Sheila Crispin elected RCVS Junior Vice-President
3 March 2005
Professor Sheila Crispin, an ophthalmology specialist and researcher, has been elected Junior Vice-President of the RCVS. Professor Crispin, who was one of two candidates, will take up her office formally on RCVS Day on 8 July 2005.
After a short period working in mixed practice in Cumbria, Professor Crispin returned to academic life, initially at Cambridge University, then at the University of Edinburgh, where she combined general surgery with veterinary ophthalmology, anaesthesia and intensive care.
Later moving to the University of Bristol, Professor Crispin specialised in the field of comparative ophthalmology, eventually heading up an ophthalmology team.
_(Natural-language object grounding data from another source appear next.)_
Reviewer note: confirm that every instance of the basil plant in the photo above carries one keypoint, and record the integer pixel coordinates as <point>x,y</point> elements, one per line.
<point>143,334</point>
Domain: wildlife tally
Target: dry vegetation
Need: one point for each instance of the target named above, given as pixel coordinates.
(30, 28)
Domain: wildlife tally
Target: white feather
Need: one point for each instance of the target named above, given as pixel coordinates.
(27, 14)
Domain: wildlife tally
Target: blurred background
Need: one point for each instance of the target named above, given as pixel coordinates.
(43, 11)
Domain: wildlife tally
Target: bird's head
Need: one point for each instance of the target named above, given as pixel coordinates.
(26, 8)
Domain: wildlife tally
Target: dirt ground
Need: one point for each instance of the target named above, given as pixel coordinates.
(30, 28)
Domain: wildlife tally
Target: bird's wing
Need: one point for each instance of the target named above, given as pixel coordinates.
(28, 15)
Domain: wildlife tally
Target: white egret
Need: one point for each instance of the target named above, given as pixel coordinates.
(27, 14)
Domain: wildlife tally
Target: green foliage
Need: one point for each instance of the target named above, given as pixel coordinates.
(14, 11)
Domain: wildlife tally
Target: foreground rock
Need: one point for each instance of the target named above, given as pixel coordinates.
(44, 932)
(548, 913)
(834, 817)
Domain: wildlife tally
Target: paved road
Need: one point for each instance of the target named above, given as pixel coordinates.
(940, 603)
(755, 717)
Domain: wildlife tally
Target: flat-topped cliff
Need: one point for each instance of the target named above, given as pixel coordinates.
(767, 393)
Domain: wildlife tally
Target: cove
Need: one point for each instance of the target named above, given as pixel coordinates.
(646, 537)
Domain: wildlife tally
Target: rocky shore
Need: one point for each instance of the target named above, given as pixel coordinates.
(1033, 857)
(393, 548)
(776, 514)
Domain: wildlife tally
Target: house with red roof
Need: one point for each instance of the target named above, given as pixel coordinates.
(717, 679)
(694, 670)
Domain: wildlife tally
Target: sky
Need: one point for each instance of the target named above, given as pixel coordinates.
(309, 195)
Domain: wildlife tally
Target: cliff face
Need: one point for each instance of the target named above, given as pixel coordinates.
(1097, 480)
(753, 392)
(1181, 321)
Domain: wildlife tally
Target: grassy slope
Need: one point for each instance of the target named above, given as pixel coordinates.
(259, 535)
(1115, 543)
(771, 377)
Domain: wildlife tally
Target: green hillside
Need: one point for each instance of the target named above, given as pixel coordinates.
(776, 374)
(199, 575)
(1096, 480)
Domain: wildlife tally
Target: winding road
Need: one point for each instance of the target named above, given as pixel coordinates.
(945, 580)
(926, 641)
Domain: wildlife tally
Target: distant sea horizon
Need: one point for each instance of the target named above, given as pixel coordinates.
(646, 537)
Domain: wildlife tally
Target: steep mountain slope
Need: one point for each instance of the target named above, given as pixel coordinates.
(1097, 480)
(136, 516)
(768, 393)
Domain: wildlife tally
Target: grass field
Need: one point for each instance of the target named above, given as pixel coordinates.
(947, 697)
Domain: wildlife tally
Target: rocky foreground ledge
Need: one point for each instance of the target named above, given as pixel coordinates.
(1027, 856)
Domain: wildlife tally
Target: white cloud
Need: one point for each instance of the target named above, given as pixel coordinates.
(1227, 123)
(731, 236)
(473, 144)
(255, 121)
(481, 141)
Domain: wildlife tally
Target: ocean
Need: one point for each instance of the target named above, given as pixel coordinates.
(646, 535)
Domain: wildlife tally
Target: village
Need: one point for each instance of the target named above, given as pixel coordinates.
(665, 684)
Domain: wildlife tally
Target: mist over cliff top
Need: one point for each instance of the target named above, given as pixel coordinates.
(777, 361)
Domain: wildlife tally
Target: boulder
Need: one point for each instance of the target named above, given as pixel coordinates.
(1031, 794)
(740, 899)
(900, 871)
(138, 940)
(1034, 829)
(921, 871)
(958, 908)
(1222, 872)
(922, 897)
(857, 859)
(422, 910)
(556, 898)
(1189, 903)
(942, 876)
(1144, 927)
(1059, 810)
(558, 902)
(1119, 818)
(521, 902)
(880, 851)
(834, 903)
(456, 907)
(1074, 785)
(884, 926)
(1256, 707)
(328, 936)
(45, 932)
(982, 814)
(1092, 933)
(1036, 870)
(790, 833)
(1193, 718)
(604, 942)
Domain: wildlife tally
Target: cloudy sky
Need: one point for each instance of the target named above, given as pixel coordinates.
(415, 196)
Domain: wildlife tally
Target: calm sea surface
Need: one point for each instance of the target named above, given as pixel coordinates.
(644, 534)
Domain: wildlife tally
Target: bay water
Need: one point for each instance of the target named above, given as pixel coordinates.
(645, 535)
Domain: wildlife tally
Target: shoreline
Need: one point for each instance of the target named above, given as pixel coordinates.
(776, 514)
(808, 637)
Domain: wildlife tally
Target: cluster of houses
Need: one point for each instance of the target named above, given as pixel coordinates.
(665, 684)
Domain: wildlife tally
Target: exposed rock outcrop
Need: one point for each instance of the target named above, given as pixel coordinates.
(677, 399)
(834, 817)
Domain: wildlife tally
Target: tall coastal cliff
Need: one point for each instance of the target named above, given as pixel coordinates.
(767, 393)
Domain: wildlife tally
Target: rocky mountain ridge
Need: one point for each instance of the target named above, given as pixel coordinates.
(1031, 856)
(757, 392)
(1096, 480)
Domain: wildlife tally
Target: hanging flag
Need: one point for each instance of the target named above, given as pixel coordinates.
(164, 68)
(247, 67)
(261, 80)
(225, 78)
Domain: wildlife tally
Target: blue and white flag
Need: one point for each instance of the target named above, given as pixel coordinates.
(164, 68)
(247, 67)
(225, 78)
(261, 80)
She left full-time academic life at the end of 2004 but has been awarded a visiting chair at Bristol to enable her to continue to contribute to postgraduate education.
Professor Crispin was the University of Bristol's appointed RCVS Council Member from1997 to 2003 and became an elected Member in 2003. She currently sits on the Disciplinary Committee (as Vice-Chairman), the External Affairs Committee, the Fellowship Board and the Animal Welfare Bill Working Party. As a former Chairman of the Specialisation and Further Education Committee, she was also instrumental in developing the new modular approach to RCVS certificates.
In addition to her veterinary activities, Professor Crispin farms a mixed beef cattle and sheep enterprise in Somerset's Mendip Hills. She spends working holidays in Africa and, if she finds spare time amongst her many commitments, enjoys sailing, mountaineering, classical music and watercolour painting.
Commenting on her appointment, Professor Crispin said: "I am delighted to have been elected and welcome the opportunity of contributing to the veterinary profession through the activities of the College and as part of the Officer team.
"With much of my career being spent in academia, education and research are important areas of interest. The introduction of tuition and top-up fees may have an adverse impact on the recruitment and training of veterinary surgeons and the College must be prepared to argue the case for financial support.
"I am more optimistic about the future of postgraduate teaching and training, as there is now a structured framework that will benefit all newly qualified veterinary surgeons. The flexibility of a modular approach to the College's postgraduate qualifications should allow veterinary surgeons to enter into lifelong learning with enthusiasm.
"I believe that the profession will be taken seriously if it speaks with a united voice, setting the agenda. To achieve this we must work with others outside the profession, the general public, the scientific community and those in parliament."